La Mesa Amarilla, la Máquina de escribir y mi Mamá vestida de Morado
El caserón grande, plena dictadura, tardes grises y de repente, se infiltraban milagros a hurtadillas. Palabras, miles, como un ejército luminoso. Desde la mesa amarilla del comedor tecleaba la máquina de escribir, mi mamá escribiendo otro reportaje para un día Lunes
Entonces yo sabía que se estaba produciendo una especie de hechizo. La mesa amarilla, la máquina gris, mi mamá vestida de morado, las letras pequeñas en la hoja blanca, las palabras que entraban por la casa como niños invisibles a jugar con todos.
Primero era la entrevista, después el cassette grabado, después la voz de algún famoso salir de la grabadora Cuando terminaba de escribir nos llamaba a mi y a mi hermano y nos leía la entrevista entera y el ritmo de las palabras y el secreto y la poesía entraban en mi en ese momento para siempre, las palabras eran como una hierba que limpiaba y algo en mi las reciclaba como si hubiesen entrado en una fábrica de neuronas y emociones y comenzaba a ver imágenes y podía ver el sonido de un vocabulario perfecto y limpio que no he vuelto a escuchar en años.

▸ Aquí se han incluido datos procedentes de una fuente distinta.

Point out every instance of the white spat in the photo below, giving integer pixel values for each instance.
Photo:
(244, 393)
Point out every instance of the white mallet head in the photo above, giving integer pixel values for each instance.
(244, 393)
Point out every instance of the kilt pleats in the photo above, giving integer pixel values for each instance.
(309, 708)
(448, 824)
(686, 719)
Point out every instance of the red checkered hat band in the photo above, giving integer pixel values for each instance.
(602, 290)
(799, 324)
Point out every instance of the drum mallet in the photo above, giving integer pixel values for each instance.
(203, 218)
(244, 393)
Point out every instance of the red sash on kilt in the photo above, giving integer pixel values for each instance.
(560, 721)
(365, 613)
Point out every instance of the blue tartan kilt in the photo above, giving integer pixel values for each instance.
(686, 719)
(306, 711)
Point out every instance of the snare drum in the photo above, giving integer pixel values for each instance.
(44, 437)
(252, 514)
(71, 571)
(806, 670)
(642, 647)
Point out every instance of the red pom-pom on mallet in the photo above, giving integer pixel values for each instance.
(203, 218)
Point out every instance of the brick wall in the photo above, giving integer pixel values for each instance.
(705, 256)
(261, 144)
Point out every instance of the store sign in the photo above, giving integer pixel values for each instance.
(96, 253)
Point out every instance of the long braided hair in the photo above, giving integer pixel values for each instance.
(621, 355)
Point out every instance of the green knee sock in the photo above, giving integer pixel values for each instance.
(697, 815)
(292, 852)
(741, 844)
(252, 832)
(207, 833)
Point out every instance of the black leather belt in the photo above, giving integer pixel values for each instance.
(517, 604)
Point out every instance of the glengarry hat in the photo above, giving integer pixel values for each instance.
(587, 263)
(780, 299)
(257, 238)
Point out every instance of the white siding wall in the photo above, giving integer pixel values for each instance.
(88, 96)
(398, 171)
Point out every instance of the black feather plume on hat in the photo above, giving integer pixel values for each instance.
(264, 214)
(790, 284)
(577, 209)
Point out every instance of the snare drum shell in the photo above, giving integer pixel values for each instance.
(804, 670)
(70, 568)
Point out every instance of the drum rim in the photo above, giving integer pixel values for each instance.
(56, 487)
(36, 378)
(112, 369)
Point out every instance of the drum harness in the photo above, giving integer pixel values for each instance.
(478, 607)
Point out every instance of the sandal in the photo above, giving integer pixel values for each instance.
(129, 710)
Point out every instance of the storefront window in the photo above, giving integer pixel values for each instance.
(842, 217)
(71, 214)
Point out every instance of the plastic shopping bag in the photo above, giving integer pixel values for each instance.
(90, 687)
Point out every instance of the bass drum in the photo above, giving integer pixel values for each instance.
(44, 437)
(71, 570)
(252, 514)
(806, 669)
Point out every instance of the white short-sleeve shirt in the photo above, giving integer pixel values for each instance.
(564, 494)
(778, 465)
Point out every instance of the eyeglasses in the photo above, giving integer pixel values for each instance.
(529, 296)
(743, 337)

La importancia de mi opinión era insólita y fascinante. De pronto el mundo se me acercaba al fin, en metáforas como pequeños laberintos en los que yo si cabía.
Volaban, caminaban, trepaban por la casa las palabras y entonces éramos una familia más grande, como si nos expandiéramos.
Por eso escribo, por eso le cuento cuentos a mi hija y uso la misma cadencia que usaba mi mamá para leer sus entrevistas, esa cadencia viva que hace que las palabras vengan de los respiros y los músculos y los miedos y las certezas y dios, el todo en cada pequeña danza de letras.
Escribo porque las palabras fueron las amigas que mi mamá invitaba a la casa los domingos o los sábados y las atesoré sin saber. Imágenes extraordinarias visitando el living, mi pieza, el patio y su nogal.
La máquina de escribir, el papel blanco, la mesa amarilla, mi mamá vestida de morado. Una palabra se hilaba a la otra en forma perfecta, como si se abrazaran para nombrar otra cosa y otra y otra hasta llegar al reino de al lado, su voz cálida y cada silencio eran otra palabra y a veces tenia la sensación de que no podría existir otra combinación de colores y que nadie tenía una mamá que escribiera como la mía. He vuelto a tener la misma sensación cada vez que veo algo honesto y de una belleza en la que no está la felicidad creada. En pinturas, puestas de sol, partos.
Todo esto se instaló en mí como un árbol invisible que me cruza de pies a cabeza para siempre.